This paper discusses a new weighting method for text analyzing from the view point of supervised learning. The term frequency and inverse term frequency measure (tf-idf measure) is famous weighting method for information retrieval, and this method can be used for text analyzing either. However, it is an experimental weighting method for information retrieval whose effectiveness is not clarified from the theoretical viewpoints. Therefore, other effective weighting measure may be obtained for document classification problems. In this study, we propose the optimal weighting method for document classification problems from the view point of supervised learning. The proposed measure is more suitable for the text classification problem as used training data than the tf-idf measure. The effectiveness of our proposal is clarified by simulation experiments for the text classification problems of newspaper article and the customer review which is posted on the web site.
Due to development of information technology, the effectiveness of knowledge discovery from enormous document data is suggested in much of the literatures on this subject (Hearst. 1999). There are many web sites where customers can post their free comments about merchandise that they bought and used.
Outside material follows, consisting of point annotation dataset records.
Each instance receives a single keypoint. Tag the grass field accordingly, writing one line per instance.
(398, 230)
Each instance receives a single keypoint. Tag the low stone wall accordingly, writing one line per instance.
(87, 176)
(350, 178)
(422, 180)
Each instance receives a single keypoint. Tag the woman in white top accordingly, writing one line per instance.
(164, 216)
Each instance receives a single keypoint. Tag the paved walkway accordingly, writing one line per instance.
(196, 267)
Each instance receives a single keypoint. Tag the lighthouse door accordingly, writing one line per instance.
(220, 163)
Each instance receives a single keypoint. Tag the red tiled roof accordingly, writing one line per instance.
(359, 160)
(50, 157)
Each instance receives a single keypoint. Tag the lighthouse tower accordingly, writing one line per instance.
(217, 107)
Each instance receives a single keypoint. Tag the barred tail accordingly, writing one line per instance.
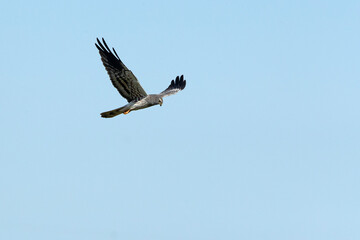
(115, 112)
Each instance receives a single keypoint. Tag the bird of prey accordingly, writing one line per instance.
(128, 85)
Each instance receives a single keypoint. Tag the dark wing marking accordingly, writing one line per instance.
(121, 77)
(174, 87)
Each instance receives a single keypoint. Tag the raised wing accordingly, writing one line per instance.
(174, 87)
(121, 77)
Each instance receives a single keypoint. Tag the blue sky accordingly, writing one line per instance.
(263, 143)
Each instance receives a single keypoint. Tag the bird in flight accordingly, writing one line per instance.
(128, 85)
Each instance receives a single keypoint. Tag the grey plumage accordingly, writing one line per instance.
(128, 85)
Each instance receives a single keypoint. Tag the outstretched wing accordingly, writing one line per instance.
(121, 77)
(175, 86)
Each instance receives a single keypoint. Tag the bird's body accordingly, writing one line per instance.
(128, 85)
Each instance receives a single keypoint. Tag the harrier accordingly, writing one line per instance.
(128, 85)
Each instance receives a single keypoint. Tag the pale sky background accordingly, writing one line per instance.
(263, 143)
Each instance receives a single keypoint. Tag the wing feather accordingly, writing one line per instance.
(121, 77)
(174, 87)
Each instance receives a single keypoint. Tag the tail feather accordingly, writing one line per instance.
(115, 112)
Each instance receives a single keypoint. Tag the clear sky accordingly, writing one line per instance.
(263, 143)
On the internet, the number of customer reviews is increasing day by day. Therefore it has been easy to get a large amount of document data and analyze it for several purposes. Customer reviews consist of not only free comments but customer information and the degree of satisfaction about items as metadata. The analysis using the metadata is more helpful for knowledge discovery than using only text data. The techniques for text mining are developed for the purpose of getting information. Various methods have been proposed in this research field, for example, vector space model (Manning
In this paper, a vector space model is the focus for document analysis. To construct a vector space model for document analysis, the documents are separated into terms or words (morphemes) by using the morphological analysis (Nagata. 1994). After that, each document is represented by a vector whose elements express the information of word frequency of appearance. Because the vector space is built by the information of word frequency, the characteristics of a document vector model should be remarkable: high dimension and sparseness. Generally speaking, untold thousands of words or more should be treated to represent a document vector using effective words appearing in all documents.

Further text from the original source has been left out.